The Institute for Supply Management's Chicago Purchasing Manager's Index increased more than expected in June, hitting 61.1 from a reading of 56.6 in May.

In addition, markets cheered data from the U.S. Labor Department showing that the number of people applying for unemployment benefits dropped by 1,000 to 428,000 in the week ending June 25 -- less than median market expectations, traders here said.

Also adding support and sending the Nikkei to its highest closing level in two-months, with the index momentarily topping the 9,900 threshold, was increased optimism that Greece will avoid a massive default on its debt, following the passing of drastic austerity measures through Greece's parliament the previous day.

"Investors are feeling more optimistic after Greece passed its austerity package," said Kiyoshi Ishigane, a senior strategist in Tokyo at Mitsubishi UFJ Asset Management Co.

"There's also less concern that the U.S. economy is in trouble. Manufacturing should stop falling as supply chains in Japan are recovering quickly."

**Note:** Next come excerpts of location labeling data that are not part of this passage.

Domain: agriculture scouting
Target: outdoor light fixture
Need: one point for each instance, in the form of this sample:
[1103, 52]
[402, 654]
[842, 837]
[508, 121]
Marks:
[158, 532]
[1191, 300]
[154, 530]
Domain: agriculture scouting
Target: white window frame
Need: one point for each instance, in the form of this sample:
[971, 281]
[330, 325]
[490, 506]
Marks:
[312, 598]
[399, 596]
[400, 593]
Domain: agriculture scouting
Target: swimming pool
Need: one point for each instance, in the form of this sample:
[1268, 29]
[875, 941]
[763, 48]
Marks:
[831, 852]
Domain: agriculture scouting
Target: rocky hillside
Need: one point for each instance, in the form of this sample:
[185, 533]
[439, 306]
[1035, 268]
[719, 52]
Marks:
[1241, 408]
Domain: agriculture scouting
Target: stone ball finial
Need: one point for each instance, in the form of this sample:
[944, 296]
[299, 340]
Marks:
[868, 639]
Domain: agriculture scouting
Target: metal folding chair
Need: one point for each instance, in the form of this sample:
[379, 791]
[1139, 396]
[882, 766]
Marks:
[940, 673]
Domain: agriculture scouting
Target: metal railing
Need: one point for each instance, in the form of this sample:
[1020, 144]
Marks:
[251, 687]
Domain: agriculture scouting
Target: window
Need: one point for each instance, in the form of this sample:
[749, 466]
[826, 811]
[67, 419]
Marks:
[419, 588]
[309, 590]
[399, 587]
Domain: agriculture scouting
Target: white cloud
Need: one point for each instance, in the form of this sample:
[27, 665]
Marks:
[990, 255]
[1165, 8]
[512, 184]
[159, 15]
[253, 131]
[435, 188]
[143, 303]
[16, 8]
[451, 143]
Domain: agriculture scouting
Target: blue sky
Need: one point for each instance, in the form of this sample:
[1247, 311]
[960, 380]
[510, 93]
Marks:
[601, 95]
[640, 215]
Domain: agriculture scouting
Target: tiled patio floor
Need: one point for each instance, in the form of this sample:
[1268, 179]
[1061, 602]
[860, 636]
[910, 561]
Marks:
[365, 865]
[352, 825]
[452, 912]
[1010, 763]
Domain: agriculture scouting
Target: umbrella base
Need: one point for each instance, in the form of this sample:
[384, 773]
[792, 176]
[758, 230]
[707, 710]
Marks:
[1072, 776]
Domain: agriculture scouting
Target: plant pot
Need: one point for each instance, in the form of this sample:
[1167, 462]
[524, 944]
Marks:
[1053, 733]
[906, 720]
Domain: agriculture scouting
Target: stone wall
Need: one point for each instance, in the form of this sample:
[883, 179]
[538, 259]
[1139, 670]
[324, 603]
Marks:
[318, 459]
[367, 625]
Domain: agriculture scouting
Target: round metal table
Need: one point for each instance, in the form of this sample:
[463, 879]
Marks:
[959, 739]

The 225-issue Nikkei Stock Average gained 51.98 points from Thursday to 9,868.07, while the broader Topix index of all First Section issues on the Tokyo Stock Exchange rose 4.64 points, or 0. 55 percent, to close at 853.86.

With the yen depreciating to 117.21 against its European counterpart and dropping to 80.89 against the U.S. dollar, exporters finished the week on a high note as profits aren't diminished when repatriated and products and services are more competitive in international markets.

Added to this, a report by the Bank of Japan (BOJ) released before the morning session showed that big companies in both the manufacturing and non-manufacturing sectors plan to increase capital investment by 4.2 percent in fiscal 2011, accelerating away from a 0.4 percent projection proffered in the previous government survey.

In addition, the central bank's Tankan survey showed that large manufacturers expect conditions to improve over the next three months with the index for September seen at plus 2, slightly below median market expectations for a reading of plus 3.

Subsequently, large-cap firms like industrial robotics maker Fanuc climbed 3.1 percent to 14,110 yen and was the Nikkei's biggest gainer on Friday and the world's largest automaker Toyota Motor gained 1.1 percent to 3,335 yen.

Nissan Motor rose 1.0 percent to 850 yen and consumer electronics giant Sony Corp. closed up 0.5 percent, also elevated by the BOJ's Tankan survey outlook.

Tokyo Electric Power Co., also known as TEPCO, added 0.6 percent to 328 yen, boosted by the installation of a water circulation system to cool spent nuclear pools at its troubled Fukushima No. 1 power plant, central to an ongoing nuclear crisis in northeastern Japan.

Makers of gas appliances gained on the last trading day of the week, as the government kicked off its electricity conservation campaign and hence Rinnai climbed 1.6 percent to 5,890 yen and industry rival Noritz surged 6.4 percent to finish at 1,572 yen.

Trading volume on Friday dropped to 1.67 billion shares on the Tokyo Exchange's First Section, falling from Thursday's volume of 1.90 billion shares, with rising stocks beating falling ones by 884 to 615.